South Africa: Over 140 Arrested in Western Cape Natjoints Operations

Over 140 suspects have been arrested during National Joint Operational and Intelligence Structure (NatJoints) operations around the Western Cape since Thursday morning, Police Minister Bheki Cele says.

During the multi-disciplinary, integrated high density operations in the areas of Philipi, Steenberg and Delft, 143 suspects were arrested for crimes including murder, attempted murder, assault with intent to do grievous bodily harm (GBH), aggravated robberies, unlawful possession of firearms and ammunition, and possession of drugs, among others.

According to a SAPS statement, members recovered drugs including tik, mandrax and cannabis; arms and ammunition and hi-jacked vehicles.

While drugs and alcohol have been accepted as generating serious crimes in the areas, the operations are considered to be a resounding success and are expected to continue for at least another three months until the affected communities are normalised.

The operations come after the Minister announced earlier this week that Defence Minister Nosiviwe Mapisa-Nqakula had asked President Cyril Ramaphosa to authorise the deployment of the army into areas in the province that are plagued by gangsterism and drug abuse.

The President has since given the approval of the employment of the SANDF.

The successful operations at the weekend did not involve the deployment of the army.

Police tipping off gang leaders

Cele was speaking at a media briefing at the end of a two-day police summit at the SA Police Service Academy in Paarl.

In response to a question on how police corruption, particularly in relation to allegations that police were tipping off gang leaders ahead of sting operations, was being addressed, the Minister said arrests have been made.

"There are prosecutors who have been arrested.

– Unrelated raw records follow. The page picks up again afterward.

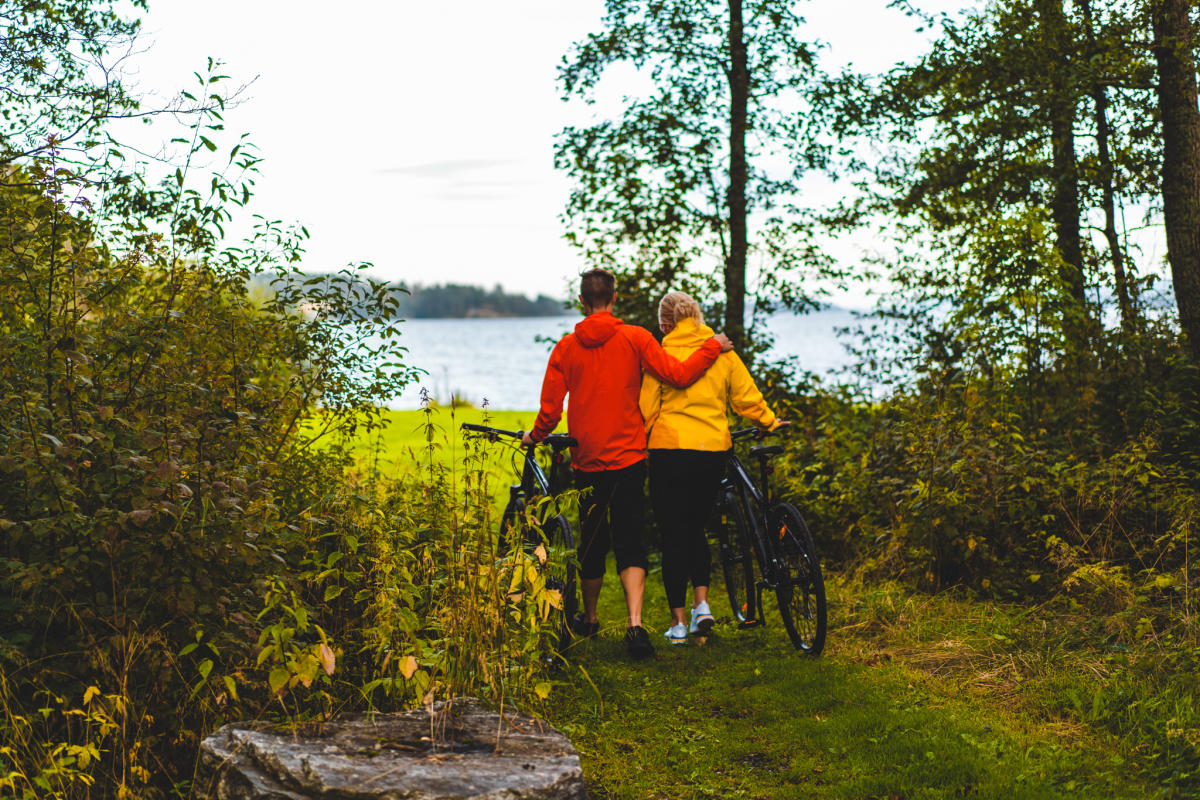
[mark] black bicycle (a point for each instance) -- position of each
(556, 531)
(753, 531)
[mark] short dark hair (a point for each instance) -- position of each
(598, 287)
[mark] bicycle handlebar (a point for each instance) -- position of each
(556, 440)
(757, 433)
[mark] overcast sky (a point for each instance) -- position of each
(418, 136)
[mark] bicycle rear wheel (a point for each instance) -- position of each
(737, 561)
(561, 541)
(801, 591)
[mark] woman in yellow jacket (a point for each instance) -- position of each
(689, 441)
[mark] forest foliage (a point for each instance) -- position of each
(185, 539)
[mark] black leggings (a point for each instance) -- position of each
(612, 515)
(683, 492)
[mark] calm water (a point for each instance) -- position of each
(503, 361)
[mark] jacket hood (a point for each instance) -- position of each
(597, 329)
(688, 332)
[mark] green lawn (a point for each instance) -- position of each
(743, 715)
(402, 443)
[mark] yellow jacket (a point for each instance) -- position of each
(695, 417)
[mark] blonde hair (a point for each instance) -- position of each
(676, 306)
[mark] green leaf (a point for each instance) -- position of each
(279, 679)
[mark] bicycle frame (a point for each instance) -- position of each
(755, 505)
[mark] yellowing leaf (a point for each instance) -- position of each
(279, 679)
(327, 657)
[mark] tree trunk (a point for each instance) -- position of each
(1181, 158)
(1065, 197)
(736, 260)
(1116, 256)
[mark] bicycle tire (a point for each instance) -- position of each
(737, 560)
(801, 588)
(561, 537)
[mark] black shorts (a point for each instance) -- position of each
(611, 515)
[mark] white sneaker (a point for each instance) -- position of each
(677, 633)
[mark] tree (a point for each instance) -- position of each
(1174, 53)
(706, 162)
(1024, 119)
(59, 72)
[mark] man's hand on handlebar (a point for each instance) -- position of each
(779, 426)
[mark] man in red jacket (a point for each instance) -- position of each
(600, 366)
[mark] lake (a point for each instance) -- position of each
(503, 360)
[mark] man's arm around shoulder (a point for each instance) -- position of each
(670, 370)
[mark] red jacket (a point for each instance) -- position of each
(600, 365)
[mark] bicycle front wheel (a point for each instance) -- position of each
(799, 587)
(737, 561)
(561, 541)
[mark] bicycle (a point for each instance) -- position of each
(556, 531)
(754, 531)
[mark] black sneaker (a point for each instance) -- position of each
(580, 626)
(637, 642)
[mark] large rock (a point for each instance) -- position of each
(460, 751)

We are working on that," he said, adding that three days ago five police members were arrested.

"We believe that one day we will win that internal war. And when we win that war, we are willing to [arrest] corrupt politicians, corrupt councillors, corrupt CEOs," he said.

Cele said gangsters who attempt to go to ground as operations to arrest them are intensified will be hunted down and that "there is no place for them to hide".

He said NatJoints structures were aware of the fact that some of them have ran off to other provinces like KwaZulu-Natal.

Outcomes of the Summit

Cele said, meanwhile, the summit had been about listening to communities' concerns around crime in their respective areas and what they would like police to do.

The summit saw delegates being divided into five sessions were various topics were discussed, including finding solutions to violent crime; societal pre-conditions contributing to violent crime; a more effective police service approach in a clustered manner; crime reporting data; and community involvement in the fight against violent crime.

"One of the main outcomes is that the communities felt that community policing forums (CPFs) and some of the other NGOs were not properly represented and they did not properly make their inputs.

"It was then agreed that in two weeks, there will be a bigger coming together of the CPFs and community organisations that will make an input of what they think should be done by government from three spheres in fighting crime," he said.